The development of an in vitro flow cell model of antibiotic therapy was advantageous for two reasons. First, since the mean number of bacteria detected in the guinea pig tissue model was ∼5 × 104 cfu/mL, we wanted to create a model where the number of bacteria being treated was significantly greater. Second, using a treatment model with a higher inoculum, we hypothesized that subtle differences between the treatment efficacy of vancomycin/rifampicin and daptomycin/rifampicin would be detected. The in vitro flow cell model demonstrated that daptomycin/rifampicin was more effective in the treatment of both a PIA-dependent and -independent biofilm. Surprisingly, however, it was determined that daptomycin/rifampicin sterilized flow cells colonized with 1457 icaADBC::dhfr. These results may suggest that PIA is protective against the deleterious action of antibiotics or, alternatively, that PIA provides specific niches that allows antibiotic tolerance or persister cells to develop. In addition, it is suggested that rifampicin was not effective at clearing the flow cell biofilm due to the high bacterial burden and subsequent increased chance of selection of rifampicin-resistant mutants.
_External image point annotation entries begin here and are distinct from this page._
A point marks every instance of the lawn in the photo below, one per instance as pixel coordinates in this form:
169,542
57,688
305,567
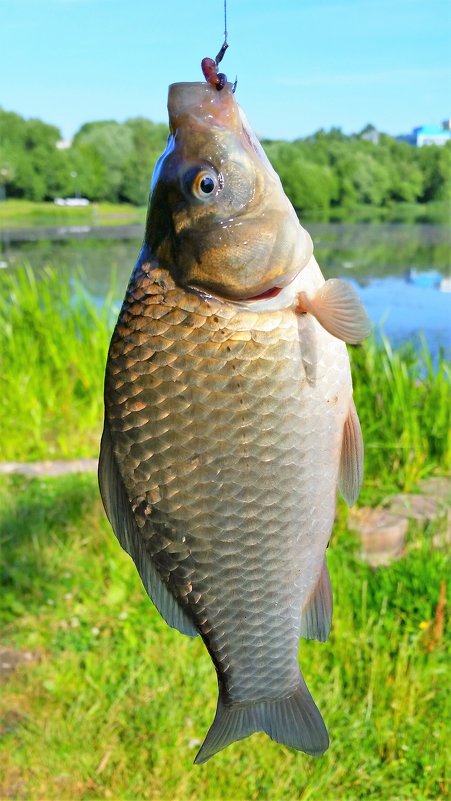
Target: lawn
109,702
114,703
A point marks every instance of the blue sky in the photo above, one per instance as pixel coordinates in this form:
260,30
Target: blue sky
301,64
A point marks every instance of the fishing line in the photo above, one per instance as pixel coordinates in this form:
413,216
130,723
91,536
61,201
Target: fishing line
210,66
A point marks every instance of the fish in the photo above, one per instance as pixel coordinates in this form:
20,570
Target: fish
229,419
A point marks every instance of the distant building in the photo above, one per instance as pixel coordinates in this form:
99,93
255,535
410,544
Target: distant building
428,135
370,134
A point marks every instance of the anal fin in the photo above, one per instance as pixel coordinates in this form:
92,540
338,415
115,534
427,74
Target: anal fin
350,474
316,616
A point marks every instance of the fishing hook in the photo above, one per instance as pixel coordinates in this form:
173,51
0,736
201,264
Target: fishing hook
210,66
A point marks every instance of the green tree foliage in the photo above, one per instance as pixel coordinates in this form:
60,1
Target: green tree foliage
113,161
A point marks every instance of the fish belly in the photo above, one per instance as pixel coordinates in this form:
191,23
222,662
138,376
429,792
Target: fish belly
226,427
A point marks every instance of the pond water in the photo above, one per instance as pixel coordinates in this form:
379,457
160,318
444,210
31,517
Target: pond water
402,272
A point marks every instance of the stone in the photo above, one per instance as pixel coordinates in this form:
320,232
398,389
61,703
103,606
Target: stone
381,533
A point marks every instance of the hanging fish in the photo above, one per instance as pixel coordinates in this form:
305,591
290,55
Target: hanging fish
229,419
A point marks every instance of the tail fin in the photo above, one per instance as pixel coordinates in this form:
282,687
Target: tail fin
294,721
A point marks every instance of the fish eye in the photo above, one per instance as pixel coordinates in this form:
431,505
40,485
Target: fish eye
203,184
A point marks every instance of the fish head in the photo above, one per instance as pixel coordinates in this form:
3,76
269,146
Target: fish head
219,219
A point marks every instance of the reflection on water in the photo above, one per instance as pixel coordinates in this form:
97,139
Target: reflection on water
398,269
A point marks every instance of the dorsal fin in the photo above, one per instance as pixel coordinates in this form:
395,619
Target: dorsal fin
120,515
350,474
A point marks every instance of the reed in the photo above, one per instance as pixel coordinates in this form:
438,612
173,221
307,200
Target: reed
53,345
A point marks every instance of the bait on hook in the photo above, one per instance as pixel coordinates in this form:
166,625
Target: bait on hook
210,66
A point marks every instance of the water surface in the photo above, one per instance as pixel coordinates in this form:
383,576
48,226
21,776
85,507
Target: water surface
401,271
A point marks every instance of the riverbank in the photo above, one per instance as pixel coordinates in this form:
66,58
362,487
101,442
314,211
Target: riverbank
91,675
94,679
53,345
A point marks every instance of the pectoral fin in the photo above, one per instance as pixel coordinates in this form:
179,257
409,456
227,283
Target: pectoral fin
338,309
350,474
120,515
316,617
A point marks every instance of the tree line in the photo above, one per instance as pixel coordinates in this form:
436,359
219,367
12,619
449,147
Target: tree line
112,161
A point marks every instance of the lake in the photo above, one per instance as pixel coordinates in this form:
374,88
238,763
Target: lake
401,271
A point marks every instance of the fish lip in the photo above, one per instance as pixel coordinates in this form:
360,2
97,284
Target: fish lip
266,296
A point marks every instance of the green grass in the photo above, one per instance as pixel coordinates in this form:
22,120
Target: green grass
22,213
53,346
115,703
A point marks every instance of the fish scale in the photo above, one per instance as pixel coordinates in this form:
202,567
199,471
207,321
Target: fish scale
229,420
239,540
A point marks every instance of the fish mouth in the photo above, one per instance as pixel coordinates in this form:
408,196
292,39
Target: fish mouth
267,295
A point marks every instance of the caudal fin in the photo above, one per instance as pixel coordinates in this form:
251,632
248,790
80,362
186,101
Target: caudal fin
294,721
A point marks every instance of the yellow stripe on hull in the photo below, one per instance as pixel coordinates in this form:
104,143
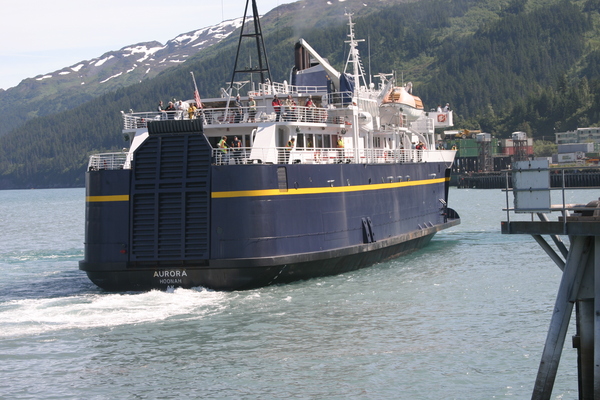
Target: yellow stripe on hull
96,199
321,190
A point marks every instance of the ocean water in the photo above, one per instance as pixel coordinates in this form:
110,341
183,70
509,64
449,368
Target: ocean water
464,318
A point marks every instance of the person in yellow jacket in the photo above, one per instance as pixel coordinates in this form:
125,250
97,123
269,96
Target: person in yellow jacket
223,156
340,146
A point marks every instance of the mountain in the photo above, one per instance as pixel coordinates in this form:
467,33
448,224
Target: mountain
76,84
503,65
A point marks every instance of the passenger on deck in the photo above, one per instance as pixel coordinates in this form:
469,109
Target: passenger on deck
290,106
171,110
237,153
161,110
239,111
251,109
276,103
192,111
288,149
310,116
223,156
340,146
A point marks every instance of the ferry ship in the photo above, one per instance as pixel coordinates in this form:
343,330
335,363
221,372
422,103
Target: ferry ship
246,192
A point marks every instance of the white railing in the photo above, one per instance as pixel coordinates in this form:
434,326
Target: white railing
107,161
284,88
282,155
218,116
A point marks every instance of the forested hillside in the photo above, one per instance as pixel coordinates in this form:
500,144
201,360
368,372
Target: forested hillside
502,65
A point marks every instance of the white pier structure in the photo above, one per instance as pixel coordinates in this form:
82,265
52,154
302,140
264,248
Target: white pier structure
580,282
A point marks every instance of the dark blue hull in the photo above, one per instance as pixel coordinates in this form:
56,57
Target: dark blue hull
175,219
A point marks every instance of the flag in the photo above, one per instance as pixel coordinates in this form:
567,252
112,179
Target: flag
197,98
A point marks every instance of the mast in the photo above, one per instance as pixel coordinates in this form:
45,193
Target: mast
357,73
263,63
353,61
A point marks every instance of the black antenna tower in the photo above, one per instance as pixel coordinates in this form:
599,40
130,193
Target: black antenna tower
260,48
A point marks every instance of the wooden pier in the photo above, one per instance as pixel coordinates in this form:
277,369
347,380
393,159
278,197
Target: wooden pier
571,177
580,282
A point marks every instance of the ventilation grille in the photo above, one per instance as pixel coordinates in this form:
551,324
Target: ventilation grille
170,199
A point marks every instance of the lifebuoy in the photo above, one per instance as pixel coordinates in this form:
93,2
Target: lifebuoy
317,156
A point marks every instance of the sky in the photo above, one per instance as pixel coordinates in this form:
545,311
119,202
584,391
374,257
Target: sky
43,36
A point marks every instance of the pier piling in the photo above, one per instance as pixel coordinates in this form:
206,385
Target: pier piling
580,281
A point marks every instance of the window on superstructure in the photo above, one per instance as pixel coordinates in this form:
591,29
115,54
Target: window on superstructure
319,141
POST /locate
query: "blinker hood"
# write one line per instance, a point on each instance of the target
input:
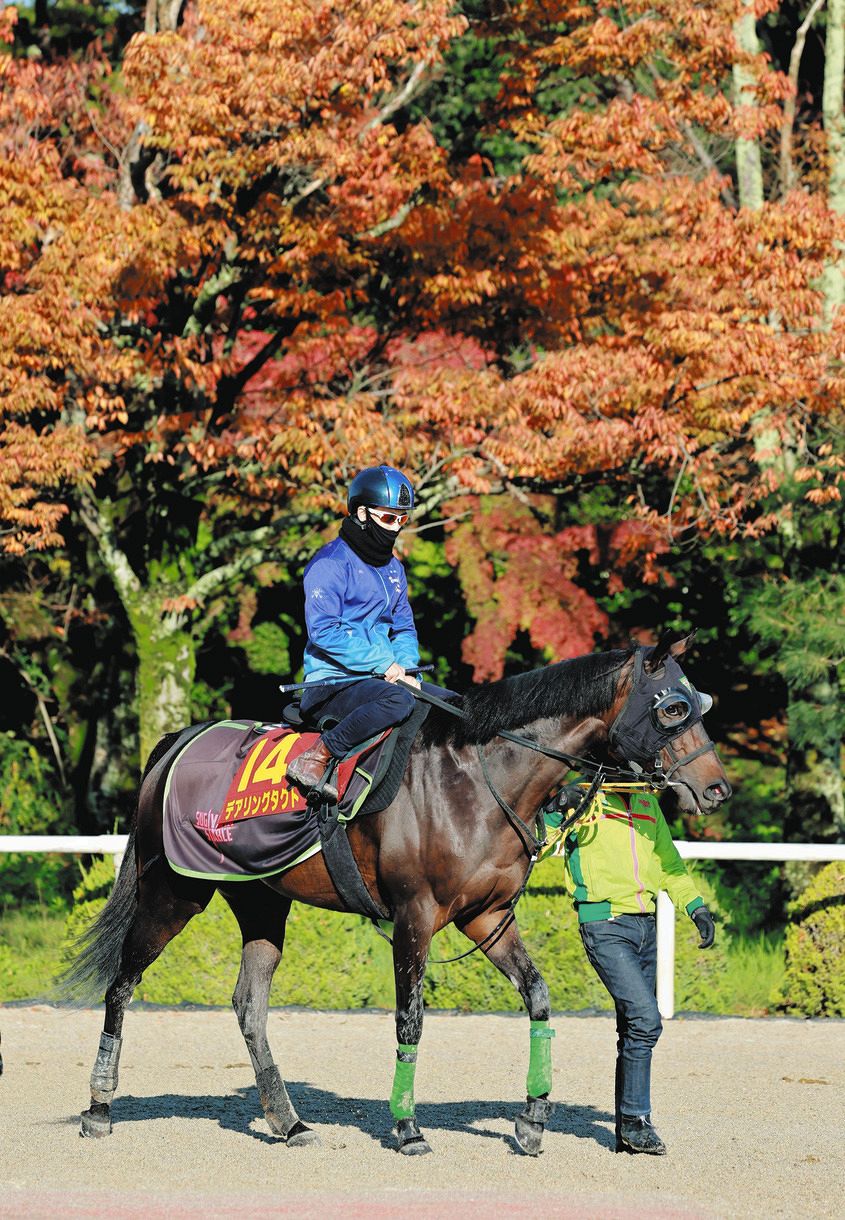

In conclusion, the in vivo guinea pig tissue cage model demonstrated that rifampicin in combination with either vancomycin or daptomycin is highly active against S. epidermidis biofilm-mediated infections; this approach deserves greater clinical scrutiny. These results suggest that RNA metabolism is important for biofilm growth and, possibly, that RNA polymerase is an effective target for antibiotic development against bacteria that commonly grow in a biofilm. Furthermore, our in vitro flow cell model demonstrated that the combination of daptomycin/rifampicin is superior to vancomycin/rifampicin against both a PIA-dependent and a PIA-independent biofilm. Lastly, our in vitro results suggest that PIA protects against the combination of daptomycin and rifampicin, suggesting a function that counteracts, in an unknown manner, the deleterious action of antibiotics against the bacterium.

Funding

This study was funded in part by an investigator-initiated grant by Cubist Pharmaceuticals to P. D. F. and M. E. R.

Transparency declarations

M. E. R. serves on a Cubist Pharmaceuticals advisory board. All other authors: none to declare.